Escavações em Nova Iguaçu revelam vestígios da antiga Vila de Iguassú, ponto estratégico do Ciclo do Café. Milhares de objetos do século 19 foram resgatados e agora compõem o acervo de um novo museu regional.
Uma importante expedição arqueológica em Nova Iguaçu, na Baixada Fluminense, está trazendo à tona as fundações da antiga Vila de Iguassú, um centro logístico vital durante o Brasil Império. O local, que servia como ponto estratégico de escoamento da produção de café até o Rio de Janeiro, teve sua relevância reduzida após a chegada das ferrovias, o que levou ao deslocamento do núcleo urbano e ao soterramento gradual da vila original. Atualmente, os pesquisadores realizam escavações minuciosas que revelam uma cidade inteira preservada sob camadas de solo.

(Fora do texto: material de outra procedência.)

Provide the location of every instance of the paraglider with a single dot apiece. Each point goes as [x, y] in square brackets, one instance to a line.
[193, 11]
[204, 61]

Até o momento, os trabalhos de campo já resultaram na coleta de cerca de 100 mil fragmentos e objetos históricos, incluindo cerâmicas finas, louças importadas e até artigos de luxo vindos da Europa. A pesquisa, que conta com a colaboração ativa da comunidade local, permitiu inclusive a identificação de itens raros, como um botão adornado com a insígnia imperial, confirmando a importância política do povoado no século 19. Os vestígios encontrados demonstram que a vila possuía um padrão de consumo sofisticado, similar ao das grandes metrópoles daquele período.
Para preservar e divulgar esse patrimônio, o município inaugurou recentemente um museu dedicado à exposição das peças recuperadas. O acervo reconstrói o cotidiano da região através de pratos, frascos de higiene pessoal e componentes arquitetônicos que contam a história da transição comercial do país. As escavações continuam ativas nas áreas de pastagem, onde os arqueólogos acreditam que ainda existam estruturas residenciais e portuárias prontas para oferecer novos detalhes sobre o passado fluminense.